Ahnold now shortened to Ollie due to my grandson went the first week I got him from Kimberly .. I could not do his bangs and since Cosmo was going he went too ..
I think there are other threads with the same question - might want to check .
I do sugggest finding a well recommended groomer Master if you find one . Also do not go to one who tehers the dogs they should be kept in crates not in a tether stall .. 
Of course they have to be tethered during the grooming .. 
I think it is good to start them young . Asta was fine going to the groomer as our the twins as Tulips Mom calls them . They are not identical and I have them groomed differently .. Cosmo's ears are longer and his bib is a little longer ..


----------



## Esperanita (Jul 12, 2008)

I took Cuba at 11 weeks. I primarily took him because his nails were scratching me and I was too chicken to try to clip them. I actually like his hair a bit longer so I think I'm going to get a dremmel and try that.


----------



## jabellar (Jul 9, 2008)

Laurief said:


> There you go Susan, the perfect way to convince Hubby - find a cutie, tell him you want to name it Obi, or any other Star Wars name,sometimes it works. My oldest boy was against me getting a third (like he had any say - haha) but when I told him I was naming him Logan, he was onboard, as he is a wolverine fan!!
> 
> Try it - it might work!!
> Laurie


Big Star Wars fan, myself... Before settling on Castro, we were considering the following SW names: Chewie or Wicket since they are both furry; Wicket, specially!

As for Xmen... we considered Beast

Is my geekness showing yet??


----------



## jabellar (Jul 9, 2008)

Esperanita said:


> I took Cuba at 11 weeks. I primarily took him because his nails were scratching me and I was too chicken to try to clip them. I actually like his hair a bit longer so I think I'm going to get a dremmel and try that.


Me, too! We didn't want Castro to think negatively about grooming, so we let the professionals do it; Castro was 11 weeks at the time.

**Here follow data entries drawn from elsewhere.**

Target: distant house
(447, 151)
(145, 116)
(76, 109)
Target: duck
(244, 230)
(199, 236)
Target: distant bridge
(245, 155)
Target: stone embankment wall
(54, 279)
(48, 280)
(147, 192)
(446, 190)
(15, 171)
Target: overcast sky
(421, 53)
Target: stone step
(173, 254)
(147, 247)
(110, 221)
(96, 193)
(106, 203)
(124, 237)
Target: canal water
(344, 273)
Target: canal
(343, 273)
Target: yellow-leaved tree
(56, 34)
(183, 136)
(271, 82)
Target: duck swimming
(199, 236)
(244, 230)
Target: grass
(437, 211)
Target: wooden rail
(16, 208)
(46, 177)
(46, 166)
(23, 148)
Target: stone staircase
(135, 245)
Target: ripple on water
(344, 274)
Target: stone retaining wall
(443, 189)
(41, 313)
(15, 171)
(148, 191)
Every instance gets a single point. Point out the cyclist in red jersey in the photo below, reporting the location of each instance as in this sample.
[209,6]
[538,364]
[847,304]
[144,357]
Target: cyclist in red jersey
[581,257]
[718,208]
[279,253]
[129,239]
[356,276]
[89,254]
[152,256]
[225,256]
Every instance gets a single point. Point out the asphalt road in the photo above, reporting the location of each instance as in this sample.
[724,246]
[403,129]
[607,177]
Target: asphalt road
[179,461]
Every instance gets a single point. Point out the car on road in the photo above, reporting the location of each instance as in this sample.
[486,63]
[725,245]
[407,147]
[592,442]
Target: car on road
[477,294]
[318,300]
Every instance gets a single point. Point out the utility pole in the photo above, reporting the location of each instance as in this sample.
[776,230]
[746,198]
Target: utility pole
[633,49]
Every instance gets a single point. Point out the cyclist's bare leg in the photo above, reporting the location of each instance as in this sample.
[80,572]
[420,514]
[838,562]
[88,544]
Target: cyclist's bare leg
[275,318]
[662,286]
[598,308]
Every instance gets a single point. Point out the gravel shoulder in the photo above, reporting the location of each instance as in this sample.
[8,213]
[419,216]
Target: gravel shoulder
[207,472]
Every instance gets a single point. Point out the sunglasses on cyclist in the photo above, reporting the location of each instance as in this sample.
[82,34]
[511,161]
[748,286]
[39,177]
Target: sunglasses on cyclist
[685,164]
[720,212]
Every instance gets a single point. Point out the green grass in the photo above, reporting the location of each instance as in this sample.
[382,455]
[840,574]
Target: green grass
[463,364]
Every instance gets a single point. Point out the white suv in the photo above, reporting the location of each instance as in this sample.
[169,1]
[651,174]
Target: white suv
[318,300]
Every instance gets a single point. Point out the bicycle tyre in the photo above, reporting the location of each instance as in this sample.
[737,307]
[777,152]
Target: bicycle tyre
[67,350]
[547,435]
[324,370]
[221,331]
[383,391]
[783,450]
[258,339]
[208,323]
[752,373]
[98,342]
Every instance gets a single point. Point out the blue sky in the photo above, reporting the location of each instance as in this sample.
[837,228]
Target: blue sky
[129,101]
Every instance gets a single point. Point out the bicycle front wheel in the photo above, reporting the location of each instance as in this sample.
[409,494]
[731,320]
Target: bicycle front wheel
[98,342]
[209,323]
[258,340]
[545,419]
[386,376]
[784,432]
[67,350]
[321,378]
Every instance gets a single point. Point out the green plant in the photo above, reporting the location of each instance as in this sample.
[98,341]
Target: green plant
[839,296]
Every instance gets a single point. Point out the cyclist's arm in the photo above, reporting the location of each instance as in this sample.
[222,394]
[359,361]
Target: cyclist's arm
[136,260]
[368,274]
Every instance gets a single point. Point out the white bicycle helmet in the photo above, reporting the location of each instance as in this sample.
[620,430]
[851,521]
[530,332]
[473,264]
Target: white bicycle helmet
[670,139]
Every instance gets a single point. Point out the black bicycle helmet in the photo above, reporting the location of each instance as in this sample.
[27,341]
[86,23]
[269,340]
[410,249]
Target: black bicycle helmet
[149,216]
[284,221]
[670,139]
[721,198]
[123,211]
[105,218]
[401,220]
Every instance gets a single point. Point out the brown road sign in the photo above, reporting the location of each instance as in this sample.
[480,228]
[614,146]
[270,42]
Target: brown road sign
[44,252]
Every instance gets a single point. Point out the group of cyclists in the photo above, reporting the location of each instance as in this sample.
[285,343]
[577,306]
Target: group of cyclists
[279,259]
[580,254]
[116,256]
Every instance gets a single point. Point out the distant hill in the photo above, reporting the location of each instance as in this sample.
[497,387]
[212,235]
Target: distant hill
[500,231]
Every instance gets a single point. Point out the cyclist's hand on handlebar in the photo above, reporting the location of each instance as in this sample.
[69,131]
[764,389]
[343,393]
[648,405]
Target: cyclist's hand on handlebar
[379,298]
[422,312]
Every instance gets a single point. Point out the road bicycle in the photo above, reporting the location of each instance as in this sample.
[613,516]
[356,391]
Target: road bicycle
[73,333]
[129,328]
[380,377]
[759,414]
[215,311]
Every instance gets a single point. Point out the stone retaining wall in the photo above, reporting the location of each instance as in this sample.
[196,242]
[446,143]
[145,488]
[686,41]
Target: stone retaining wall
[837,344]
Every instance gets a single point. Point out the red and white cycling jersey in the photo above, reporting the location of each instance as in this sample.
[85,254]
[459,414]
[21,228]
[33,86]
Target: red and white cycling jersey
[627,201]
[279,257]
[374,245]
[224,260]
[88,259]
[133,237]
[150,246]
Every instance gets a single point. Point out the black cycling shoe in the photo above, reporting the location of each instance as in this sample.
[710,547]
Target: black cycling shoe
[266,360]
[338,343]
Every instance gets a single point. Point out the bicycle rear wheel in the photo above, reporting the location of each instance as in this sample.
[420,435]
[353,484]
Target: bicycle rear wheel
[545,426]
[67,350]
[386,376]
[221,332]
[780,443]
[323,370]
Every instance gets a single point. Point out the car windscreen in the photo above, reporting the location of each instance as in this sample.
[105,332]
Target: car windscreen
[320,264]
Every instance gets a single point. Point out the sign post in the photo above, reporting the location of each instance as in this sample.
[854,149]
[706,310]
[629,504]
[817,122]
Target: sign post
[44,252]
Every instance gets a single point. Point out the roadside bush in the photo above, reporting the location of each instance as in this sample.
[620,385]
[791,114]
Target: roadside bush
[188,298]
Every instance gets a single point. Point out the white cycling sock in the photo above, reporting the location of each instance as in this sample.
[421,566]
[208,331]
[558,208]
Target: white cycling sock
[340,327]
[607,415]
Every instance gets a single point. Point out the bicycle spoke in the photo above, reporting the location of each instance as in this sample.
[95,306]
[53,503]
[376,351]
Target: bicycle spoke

Very curious though - - what is the average cost to groom a Havanese (bath, trim, nails, ears, teeth, the works)? I know it all depends on location, but very curious, since each groomer I used charged me very different rates?


----------



## Pixiesmom (Jul 31, 2008)

I took Pixie at 9 weeks-the next weekend after I took her home. The pads of her little feet were soo hairy, I couldn't see her eyes, nails were scratchy and her behind needed some "doggyscaping" in a bad way. That alone was soo much help in cleaning up after the sticky icky poops. I took her to the groomer who takes care of my mom's dogs (one of the great ones who loves what she does and has a Dr. Doolittle thing going on with the animals). Pix was just fine, although she did keep trying to teethe on the poor groomer's hand the entire time. I watched the whole thing as I couldn't and didn't drop her off.


----------



## irnfit (Nov 21, 2006)

I took Kodi the first time when he was about 6-7 months and he had to be shaved down due to matting. I took hime once more after that and have let is hair grow out. Shelby has never been to the groomer. I groom them myself and they are both in full coats.

The last time I had him groomed it cost $45 per dog for a small dog here on LI.


----------



## Esperanita (Jul 12, 2008)

jabellar said:


> Very curious though - - what is the average cost to groom a Havanese (bath, trim, nails, ears, teeth, the works)? I know it all depends on location, but very curious, since each groomer I used charged me very different rates?


I went to one groomer and priced another and both were $45 in the Atlanta area. I know Petsmart is cheaper by about $10, but I'm pretty allergic to most dogs and standing in the grooming area at Petsmart is pretty bad for me. The $45 didn't include teeth.


----------